On its face, the abuse of office offense seems like a potentially powerful anticorruption tool. But it had proved to be controversial. Many, including Justice Minister Carlo Nordio, claimed that the crime was too vague, and potentially too broad. For example, in many small Italian towns, many people—particularly at the elite level—know each other socially and often have family ties, and as a result many decisions that local politicians make could be characterized as helping their friends or relations or otherwise involving a conflict of interest. Consider a mayor who announces a tender for public construction project, and the best bid comes from an acquaintance of the mayor. If the city government accepts that bid, the local political opposition could report the decision to the authorities and assert that the mayor abused her office by favoring an acquaintance in the tender procedure. As a result, according to critics of the abuse-of-office offense, many local public officials were discouraged from implementing socially valuable public works projects, out of fear of ending up under criminal investigation. The critics also pointed out that, despite the large number of prosecutions for abuse of office, these prosecutions rarely produced convictions: the most up-to-date statistics report that about 5,000 criminal prosecutions for abuse of office resulted in only nine convictions. This is suggestive evidence that many of the investigations were meritless, and possibly politically motivated tools of harassment.
That, at least, is what critics of the law argued, and this past August, those criticisms carried the day: Parliament voted to repeal the abuse-of-office offense. But was that the right decision? Many experts say no. Notably, the President of Italy’s National Anti-Corruption Authority, Giuseppe Busia, asserted that repealing the abuse of office offense leads to impunity in cases of conflict of interest like favoritism in public competition or tenders. Similarly, a spokesman for the European Commission claimed that the repeal of this law “decriminalizes an important form of corruption and may have an impact on the effectiveness of the European fight against corruption.” (Indeed, it is worth noting that 25 of the 27 EU countries have criminal laws prohibiting abuse of office.) Supporters of the repeal respond that these concerns are overblown because other provisions of the criminal code, as well as Italian administrative law, still apply to the egregious cases. But that is not obviously true, and, worrisomely, the repeal of the criminal abuse of office offense has not been counterbalanced by the introduction of new administrative offenses to address the problematic conduct.
Indeed, the critics are correct to object to the repeal of the abuse of office offense. While the law may have been imperfect, and perhaps should have been reformed, its outright repeal is short-sighted, and poses threats to the credibility and legitimacy of the Italian legal and administrative system. Numerous cases demonstrate why the abuse of office offense, or something like it, is essential. For example, the Italian media has recently reported on the case of an aspiring judge who, with the help of an exam commissioner, rigged the competition for access to the judiciary. There have also been many reports of prosecutors protecting their friends or relatives, but launching sham prosecutions against their competitors or political rivals. In far too many cases, public officials award contracts based on personal relationship rather than objective, merit-based criteria. (As for the claim that the law was too vague, and led to politically motivated prosecutions and overdeterrence, these concerns were substantially addressed by a 2020 amendment to the law, which made clear that the public officials could be criminally liable under this law only when acting in violation of non-discretionary legal duties or in the presence of a conflict of interest.)

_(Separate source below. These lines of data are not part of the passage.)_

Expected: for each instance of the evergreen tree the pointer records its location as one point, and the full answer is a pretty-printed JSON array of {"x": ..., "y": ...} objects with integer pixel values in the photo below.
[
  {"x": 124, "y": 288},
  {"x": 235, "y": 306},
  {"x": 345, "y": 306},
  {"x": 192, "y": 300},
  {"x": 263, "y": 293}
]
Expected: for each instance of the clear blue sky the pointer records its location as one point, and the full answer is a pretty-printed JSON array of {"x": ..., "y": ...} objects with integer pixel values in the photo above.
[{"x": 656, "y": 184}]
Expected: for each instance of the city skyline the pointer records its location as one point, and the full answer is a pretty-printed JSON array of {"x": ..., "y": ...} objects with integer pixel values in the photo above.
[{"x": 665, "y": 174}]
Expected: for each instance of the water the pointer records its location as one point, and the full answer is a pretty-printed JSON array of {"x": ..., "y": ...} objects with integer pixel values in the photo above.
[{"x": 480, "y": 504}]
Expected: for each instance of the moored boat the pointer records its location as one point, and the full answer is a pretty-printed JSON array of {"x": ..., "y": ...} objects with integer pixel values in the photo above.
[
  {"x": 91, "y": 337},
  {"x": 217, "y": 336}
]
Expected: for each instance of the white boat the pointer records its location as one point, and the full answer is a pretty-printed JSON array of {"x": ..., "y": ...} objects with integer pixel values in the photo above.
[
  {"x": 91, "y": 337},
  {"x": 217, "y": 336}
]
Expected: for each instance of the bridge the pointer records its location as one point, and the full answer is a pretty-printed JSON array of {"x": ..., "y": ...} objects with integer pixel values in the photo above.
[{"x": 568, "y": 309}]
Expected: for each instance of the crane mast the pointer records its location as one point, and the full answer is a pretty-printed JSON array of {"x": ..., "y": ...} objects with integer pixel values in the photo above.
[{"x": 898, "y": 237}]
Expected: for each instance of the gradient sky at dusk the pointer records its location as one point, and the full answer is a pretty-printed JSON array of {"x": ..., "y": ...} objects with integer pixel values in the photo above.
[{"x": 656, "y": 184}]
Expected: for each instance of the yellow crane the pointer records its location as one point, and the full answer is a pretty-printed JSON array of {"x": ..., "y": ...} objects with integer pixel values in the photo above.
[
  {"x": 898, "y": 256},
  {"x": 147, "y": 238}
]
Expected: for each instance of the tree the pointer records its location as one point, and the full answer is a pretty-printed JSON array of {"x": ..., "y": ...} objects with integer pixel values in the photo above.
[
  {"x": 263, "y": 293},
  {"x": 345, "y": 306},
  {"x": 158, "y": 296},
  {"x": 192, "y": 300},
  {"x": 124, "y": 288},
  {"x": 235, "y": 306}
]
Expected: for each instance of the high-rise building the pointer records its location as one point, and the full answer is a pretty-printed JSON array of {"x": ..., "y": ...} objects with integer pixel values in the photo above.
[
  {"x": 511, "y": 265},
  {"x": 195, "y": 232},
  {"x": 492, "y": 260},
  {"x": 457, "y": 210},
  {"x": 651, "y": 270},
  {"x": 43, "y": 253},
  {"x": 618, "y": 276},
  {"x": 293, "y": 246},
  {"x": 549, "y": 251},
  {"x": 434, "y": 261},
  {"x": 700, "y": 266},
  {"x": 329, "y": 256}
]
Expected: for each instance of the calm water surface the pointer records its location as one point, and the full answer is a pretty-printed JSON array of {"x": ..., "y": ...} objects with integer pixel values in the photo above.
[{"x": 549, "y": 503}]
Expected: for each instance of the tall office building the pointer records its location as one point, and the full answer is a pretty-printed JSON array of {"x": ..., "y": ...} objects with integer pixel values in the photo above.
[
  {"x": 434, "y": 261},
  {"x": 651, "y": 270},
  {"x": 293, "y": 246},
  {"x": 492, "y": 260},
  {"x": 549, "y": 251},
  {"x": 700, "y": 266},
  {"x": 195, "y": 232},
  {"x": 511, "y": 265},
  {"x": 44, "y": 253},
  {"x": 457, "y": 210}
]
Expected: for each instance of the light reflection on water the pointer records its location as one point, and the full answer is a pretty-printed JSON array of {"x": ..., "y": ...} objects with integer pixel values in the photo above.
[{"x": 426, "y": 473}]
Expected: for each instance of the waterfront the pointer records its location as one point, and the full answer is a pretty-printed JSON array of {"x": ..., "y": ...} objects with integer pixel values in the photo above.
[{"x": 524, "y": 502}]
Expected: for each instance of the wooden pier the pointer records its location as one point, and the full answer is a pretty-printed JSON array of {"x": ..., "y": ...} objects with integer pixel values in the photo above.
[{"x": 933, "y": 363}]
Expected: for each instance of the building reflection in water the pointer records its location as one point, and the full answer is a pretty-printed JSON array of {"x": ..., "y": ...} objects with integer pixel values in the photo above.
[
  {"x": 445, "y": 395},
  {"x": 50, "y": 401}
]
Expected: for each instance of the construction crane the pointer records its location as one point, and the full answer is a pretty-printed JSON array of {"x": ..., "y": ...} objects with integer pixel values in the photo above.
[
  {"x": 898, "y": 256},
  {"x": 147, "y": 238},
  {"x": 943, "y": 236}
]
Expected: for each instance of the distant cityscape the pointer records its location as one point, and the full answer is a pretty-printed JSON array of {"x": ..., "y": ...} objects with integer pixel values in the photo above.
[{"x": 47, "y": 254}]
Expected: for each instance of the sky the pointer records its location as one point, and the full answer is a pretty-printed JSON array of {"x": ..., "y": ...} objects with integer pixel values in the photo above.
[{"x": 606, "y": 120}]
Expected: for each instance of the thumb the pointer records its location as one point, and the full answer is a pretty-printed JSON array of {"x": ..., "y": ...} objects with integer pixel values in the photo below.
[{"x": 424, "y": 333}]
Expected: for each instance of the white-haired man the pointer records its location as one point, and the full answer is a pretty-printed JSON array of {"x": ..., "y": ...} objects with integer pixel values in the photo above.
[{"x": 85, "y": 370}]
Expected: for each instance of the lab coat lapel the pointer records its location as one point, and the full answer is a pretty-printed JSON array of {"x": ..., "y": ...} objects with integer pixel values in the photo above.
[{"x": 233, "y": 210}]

Though the Italian legislature has formally repealed the abuse of office offense, its fate is still uncertain because critics of the repeal have lodged a constitutional challenge, arguing that the repeal violates both the Italian Constitution and Italy’s obligations under various international agreements. In particular, Article 19 of the so-called Merida Convention requires signatory states to introduce criminal offenses that punish public officials’ abuse of power in exercising their functions. The case has been referred to the Italian Constitutional Court. The Court ought to hold the repeal to be unlawful. But even if the Constitutional Court does not hold the repeal of the abuse of office crime as unlawful, it may not be enough to close the Italian debate. If the recent EU Proposal for a Directive of the European Parliament and of the Council on Combating Corruption comes into force, Italy will be called to reintroduce the abuse of office offense under Article 11 that requires Member States to criminalize the actions or omissions of public officials when the powers granted to them are exercised not in accordance with laws and other legal acts but for self-seeking purposes or exceeding their authority.